A parallel to the “holidays issue” is found in differing applications of Leviticus 19:28 (which my throwback aesthetics and off-topic convictions on textual criticism still make me prefer to quote from the King James Version: “Ye shall not make any cuttings in your flesh for the dead, nor print any marks upon you: I am the Lord”). Many evangelicals, myself among them (or leaning in their direction), would not see this command as having literal application today, since tattooing today is not normally done as part of pagan religious practice. It, like most “holidays,” has become a purely secular matter of taste void of pro- or anti-Christian content. In the view of this party, the command’s only application today would be something like, “Don’t copy current non-Christian religious practices in your worship of the true God.” Other evangelicals think the command should still be taken quite literally and tattooing be entirely avoided and condemned. Whereas the first group would permit “decent” tattoos, much as Rob Bowman (and I) would permit “decent” New Years celebrations, the second group would condemn and avoid every sort of tattoo. The second group would also employ many arguments resembling those offered in this forum for condemning or avoiding New Years celebrations. Here again, though, this is not a JW-versus-evangelicals issue, but an issue where evangelicals also disagree among themselves.

One more belated thought on this “closed” thread. Re: the genetic fallacy. (Call this a “Puritans’ Advocate” objection to Rob Bowman’s argument.) My understanding is that appealing to the origin of a practice as an argument against it is only fallacious to the extent that one argues that the negative origin “proves” the practice unacceptable. Thus, “Having a celebration around the first of January originated as a pagan observance honoring Janus; therefore, celebrating around the first of January is unacceptable for Christians,” would be fallacious. However, presenting information about negative origin as part of an inductive “cumulative case” would not be fallacious; say: “all other things being equal, the pagan origin of New Years celebrations favors Christian doubt of the legitimacy of such celebrations, which in turn puts the burden of proof on those Christians who wish to engage in such celebrations, not on those who believe such celebrations should be avoided.”
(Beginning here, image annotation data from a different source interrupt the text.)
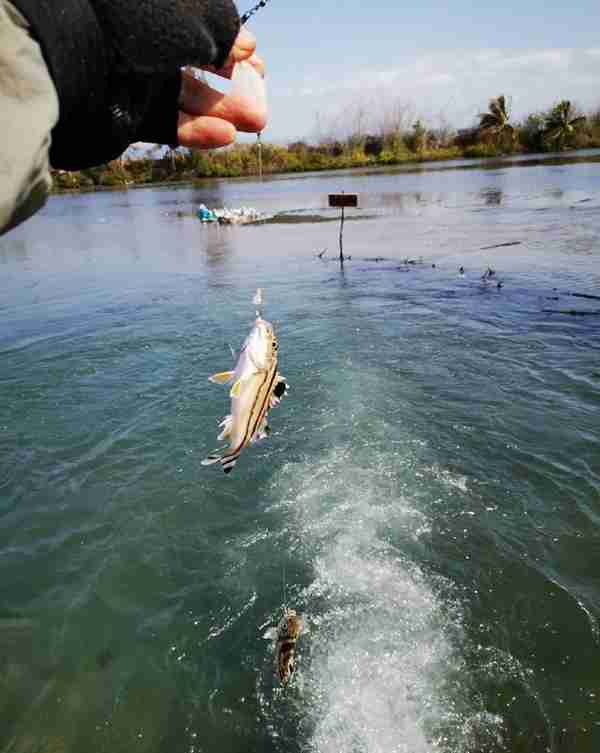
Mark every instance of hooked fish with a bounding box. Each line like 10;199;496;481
202;290;288;473
263;607;304;685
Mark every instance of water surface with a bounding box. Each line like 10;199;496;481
0;155;600;753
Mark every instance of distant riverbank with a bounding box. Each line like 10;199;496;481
53;141;600;193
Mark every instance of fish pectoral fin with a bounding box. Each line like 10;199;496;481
229;379;242;397
250;418;271;444
217;415;233;442
271;374;290;408
208;371;235;384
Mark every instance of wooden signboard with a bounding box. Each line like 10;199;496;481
329;193;358;207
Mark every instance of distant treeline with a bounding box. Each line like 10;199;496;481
53;96;600;191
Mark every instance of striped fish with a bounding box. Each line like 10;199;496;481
263;607;303;685
202;293;287;473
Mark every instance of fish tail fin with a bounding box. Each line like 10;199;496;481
202;450;240;473
202;450;223;465
220;452;240;473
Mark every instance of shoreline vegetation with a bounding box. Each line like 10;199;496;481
52;96;600;193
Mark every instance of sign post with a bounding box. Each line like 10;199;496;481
329;192;358;264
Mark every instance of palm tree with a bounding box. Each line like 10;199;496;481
544;99;585;150
479;94;515;149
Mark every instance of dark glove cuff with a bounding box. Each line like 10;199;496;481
136;69;181;148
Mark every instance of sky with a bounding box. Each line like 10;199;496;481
237;0;600;143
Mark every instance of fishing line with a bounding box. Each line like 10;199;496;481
240;0;269;26
281;562;287;614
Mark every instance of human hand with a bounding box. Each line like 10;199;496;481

[Full disclosure: I did not attend any sort of New Years celebration myself, nor do I have or plan to acquire any tattoos.]

Thank you for reading.

David M. Hodges

01/04/2013


In a post to another thread, one of the the Jehovah’s Witnesses participants pointed out the Landmark Baptist minister Greg Wilson as an example of someone Baptist and Reformed, and so presumably evangelical, as condemning the Christmas Holiday observance (See http://libcfl.com/articles/xmas.htm). This followed Rob Bowman’s pointing out that, while there is always disagreement to be found on any issue, there is a “general consensus” among contemporary evangelicals that such holiday observances are not a problem. Though I don’t always find appeals to consensus persuasive, the fact that the Holy Spirit is always influencing God’s people in the direction of greater knowledge of the truth does suggest that broad consensus among professing Christian might merit consideration, particularly when that consensus develops over a long period of discussion among Christians.